1954, Japan, directed by Mizoguchi Kenji
Like most of Mizoguchi's films, Sansho the Bailiff is concerned with questions of social justice, with a particular focus, here, on the realities of life for the lower classes during the feudal period. Mizoguchi is blunt about the working and living conditions on a powerful man's manor (the set design and the crane shots effectively convey the cramped, muddy living quarters, while there are moments of distressing brutality); there's none of the elision or even romanticisation characteristic of some films that deal with the same period.
Beyond the broader social depiction, though, is a profound story of familial loss - of honour and status, certainly, but also the loss of humanity in terrible ways, when a nobleman's children are captured and enslaved, and separated from their mother who is, in turn, sold into prostitution.

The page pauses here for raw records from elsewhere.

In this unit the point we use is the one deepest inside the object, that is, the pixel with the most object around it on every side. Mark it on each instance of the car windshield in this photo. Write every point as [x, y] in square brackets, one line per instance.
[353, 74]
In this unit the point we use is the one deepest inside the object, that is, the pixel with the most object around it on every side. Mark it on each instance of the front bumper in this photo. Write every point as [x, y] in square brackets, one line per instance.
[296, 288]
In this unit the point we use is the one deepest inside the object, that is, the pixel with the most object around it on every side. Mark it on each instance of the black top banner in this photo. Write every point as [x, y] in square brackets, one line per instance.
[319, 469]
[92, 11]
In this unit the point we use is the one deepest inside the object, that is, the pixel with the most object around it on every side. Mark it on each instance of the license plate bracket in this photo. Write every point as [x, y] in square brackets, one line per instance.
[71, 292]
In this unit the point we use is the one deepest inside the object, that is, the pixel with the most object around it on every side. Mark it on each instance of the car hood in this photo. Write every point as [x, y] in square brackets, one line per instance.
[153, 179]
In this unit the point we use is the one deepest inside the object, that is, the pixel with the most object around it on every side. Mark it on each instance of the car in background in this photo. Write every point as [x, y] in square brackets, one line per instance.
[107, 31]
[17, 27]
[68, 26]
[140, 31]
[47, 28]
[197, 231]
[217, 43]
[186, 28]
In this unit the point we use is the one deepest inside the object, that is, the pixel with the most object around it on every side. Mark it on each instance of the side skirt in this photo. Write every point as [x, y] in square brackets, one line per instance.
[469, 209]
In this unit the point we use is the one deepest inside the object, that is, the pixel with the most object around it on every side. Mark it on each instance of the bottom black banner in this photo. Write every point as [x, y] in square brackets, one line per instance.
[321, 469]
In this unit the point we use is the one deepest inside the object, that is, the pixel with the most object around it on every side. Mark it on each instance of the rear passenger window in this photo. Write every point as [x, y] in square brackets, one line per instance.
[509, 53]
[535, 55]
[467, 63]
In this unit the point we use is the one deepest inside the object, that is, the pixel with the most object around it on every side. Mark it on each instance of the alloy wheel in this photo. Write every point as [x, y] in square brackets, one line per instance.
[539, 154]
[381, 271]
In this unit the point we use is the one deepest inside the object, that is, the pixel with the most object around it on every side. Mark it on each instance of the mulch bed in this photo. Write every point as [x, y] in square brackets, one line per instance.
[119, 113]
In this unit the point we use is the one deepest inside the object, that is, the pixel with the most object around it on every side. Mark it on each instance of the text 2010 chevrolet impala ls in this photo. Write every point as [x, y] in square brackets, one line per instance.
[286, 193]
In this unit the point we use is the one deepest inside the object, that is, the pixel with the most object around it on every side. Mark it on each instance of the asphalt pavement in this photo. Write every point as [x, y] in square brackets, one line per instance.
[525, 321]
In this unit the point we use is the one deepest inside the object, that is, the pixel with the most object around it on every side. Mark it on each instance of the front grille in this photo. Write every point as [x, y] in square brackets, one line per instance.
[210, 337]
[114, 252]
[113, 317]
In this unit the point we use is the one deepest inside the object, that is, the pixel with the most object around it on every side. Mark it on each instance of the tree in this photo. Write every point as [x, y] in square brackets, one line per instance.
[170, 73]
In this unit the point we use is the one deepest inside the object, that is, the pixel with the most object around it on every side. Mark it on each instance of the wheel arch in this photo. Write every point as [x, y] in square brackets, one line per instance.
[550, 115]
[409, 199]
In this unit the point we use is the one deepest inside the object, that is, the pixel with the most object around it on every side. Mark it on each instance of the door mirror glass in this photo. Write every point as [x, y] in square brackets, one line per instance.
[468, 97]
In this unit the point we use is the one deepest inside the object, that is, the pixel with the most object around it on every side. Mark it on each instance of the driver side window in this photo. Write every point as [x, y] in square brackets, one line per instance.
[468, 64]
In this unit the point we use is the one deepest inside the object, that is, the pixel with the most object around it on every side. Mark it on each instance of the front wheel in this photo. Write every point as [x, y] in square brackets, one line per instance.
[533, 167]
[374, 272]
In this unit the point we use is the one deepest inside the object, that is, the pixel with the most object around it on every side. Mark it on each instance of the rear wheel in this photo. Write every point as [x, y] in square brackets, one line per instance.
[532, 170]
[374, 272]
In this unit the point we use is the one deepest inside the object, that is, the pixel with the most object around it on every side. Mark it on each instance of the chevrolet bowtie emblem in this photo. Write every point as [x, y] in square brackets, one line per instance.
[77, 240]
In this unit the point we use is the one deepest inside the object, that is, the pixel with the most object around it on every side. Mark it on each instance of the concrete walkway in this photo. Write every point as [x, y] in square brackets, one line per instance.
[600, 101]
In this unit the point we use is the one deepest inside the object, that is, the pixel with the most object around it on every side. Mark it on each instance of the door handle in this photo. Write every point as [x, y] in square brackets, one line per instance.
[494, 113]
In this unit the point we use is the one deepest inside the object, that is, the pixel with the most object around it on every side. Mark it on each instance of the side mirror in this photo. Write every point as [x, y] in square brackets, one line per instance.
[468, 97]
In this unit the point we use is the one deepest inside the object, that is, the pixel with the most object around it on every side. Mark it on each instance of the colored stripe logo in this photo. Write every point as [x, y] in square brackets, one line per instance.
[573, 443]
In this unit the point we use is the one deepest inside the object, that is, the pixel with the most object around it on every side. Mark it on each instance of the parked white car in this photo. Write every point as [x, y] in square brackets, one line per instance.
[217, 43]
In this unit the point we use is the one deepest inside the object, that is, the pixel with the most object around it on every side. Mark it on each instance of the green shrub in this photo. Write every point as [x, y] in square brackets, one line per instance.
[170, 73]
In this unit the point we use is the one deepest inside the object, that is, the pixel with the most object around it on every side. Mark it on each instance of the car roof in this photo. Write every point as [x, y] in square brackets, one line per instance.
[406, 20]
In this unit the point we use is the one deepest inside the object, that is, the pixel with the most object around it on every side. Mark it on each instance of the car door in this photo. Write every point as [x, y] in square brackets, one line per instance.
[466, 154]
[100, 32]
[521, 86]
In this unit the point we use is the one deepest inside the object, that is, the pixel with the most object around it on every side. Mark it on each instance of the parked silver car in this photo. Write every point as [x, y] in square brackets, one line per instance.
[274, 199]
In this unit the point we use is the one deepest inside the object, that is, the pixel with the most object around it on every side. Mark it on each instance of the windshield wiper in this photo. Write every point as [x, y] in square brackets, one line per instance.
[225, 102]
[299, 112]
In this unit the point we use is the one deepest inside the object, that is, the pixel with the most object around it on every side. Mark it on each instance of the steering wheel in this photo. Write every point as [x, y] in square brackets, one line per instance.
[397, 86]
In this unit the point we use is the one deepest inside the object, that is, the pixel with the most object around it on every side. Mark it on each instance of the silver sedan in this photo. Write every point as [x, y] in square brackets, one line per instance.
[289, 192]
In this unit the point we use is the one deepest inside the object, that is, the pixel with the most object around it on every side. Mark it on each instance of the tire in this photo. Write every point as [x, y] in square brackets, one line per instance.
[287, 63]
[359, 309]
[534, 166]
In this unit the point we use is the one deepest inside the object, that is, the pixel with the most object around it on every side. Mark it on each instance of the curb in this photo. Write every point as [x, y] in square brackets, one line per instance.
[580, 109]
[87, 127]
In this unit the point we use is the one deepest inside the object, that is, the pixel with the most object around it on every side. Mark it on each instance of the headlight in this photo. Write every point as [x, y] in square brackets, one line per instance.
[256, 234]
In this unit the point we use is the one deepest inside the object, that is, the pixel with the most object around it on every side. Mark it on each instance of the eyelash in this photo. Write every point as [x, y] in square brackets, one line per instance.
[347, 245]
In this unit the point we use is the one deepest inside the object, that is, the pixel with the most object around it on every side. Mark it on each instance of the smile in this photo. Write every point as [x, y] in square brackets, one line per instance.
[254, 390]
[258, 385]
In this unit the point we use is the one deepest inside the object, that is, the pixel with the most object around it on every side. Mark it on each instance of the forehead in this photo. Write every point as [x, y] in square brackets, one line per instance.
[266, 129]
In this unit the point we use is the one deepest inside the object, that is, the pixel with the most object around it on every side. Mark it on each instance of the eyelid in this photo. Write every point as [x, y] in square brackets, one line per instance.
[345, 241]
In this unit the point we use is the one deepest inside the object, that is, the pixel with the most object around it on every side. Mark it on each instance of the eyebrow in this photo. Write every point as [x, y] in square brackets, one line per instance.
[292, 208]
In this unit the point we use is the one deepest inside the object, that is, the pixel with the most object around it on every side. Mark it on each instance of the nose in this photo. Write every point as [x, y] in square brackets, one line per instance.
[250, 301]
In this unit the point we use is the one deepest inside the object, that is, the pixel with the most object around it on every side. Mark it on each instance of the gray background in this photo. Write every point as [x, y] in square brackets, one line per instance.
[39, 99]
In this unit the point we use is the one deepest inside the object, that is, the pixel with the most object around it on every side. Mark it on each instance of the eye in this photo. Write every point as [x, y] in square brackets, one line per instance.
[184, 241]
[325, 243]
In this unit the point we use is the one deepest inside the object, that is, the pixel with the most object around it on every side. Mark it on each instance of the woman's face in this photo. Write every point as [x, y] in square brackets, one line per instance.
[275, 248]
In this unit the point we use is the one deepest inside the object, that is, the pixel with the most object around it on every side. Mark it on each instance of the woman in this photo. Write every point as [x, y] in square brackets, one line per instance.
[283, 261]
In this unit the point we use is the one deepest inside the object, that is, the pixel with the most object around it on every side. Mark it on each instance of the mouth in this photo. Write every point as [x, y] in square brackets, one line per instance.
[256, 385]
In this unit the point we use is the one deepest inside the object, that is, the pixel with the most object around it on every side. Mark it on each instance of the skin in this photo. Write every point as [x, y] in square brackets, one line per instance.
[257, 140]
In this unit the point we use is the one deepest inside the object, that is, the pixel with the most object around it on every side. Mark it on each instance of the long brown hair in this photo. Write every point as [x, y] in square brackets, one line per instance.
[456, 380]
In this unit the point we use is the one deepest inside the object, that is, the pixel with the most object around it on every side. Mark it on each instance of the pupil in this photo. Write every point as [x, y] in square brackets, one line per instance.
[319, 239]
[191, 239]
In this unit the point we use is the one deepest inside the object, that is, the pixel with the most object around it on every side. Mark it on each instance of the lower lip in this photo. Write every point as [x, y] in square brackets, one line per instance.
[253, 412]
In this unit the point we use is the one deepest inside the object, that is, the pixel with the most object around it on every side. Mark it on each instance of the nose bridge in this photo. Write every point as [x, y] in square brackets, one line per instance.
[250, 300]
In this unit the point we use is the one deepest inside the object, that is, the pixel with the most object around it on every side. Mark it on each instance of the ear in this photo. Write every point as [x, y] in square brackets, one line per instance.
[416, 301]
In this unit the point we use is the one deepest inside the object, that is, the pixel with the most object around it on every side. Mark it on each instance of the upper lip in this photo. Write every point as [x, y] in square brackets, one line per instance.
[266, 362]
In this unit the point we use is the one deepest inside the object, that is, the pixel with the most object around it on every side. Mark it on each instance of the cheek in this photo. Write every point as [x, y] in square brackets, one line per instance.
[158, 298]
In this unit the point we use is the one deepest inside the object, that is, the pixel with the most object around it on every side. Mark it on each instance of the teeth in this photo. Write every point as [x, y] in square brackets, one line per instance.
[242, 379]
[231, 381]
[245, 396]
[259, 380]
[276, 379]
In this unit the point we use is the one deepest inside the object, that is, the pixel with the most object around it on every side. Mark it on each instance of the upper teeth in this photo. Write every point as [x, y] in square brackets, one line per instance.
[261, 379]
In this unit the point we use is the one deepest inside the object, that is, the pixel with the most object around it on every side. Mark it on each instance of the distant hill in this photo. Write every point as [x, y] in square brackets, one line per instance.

The children's father was a just man, exiled for the progressive views he has imprinted on his family, and the moment when his son realises how profoundly he has been diverted from his father's principles is deeply moving - the more so because he's aware that what he's done can never be undone. The son's subsequent behaviour is a shade too didactically obvious for my taste, while the resolution is a little slow, but Mizoguchi's exquisite eye for visual compositions is always diverting (several of the shots have the perfection of the finest printwork, and some of the same motifs), while the acting is uniformly strong.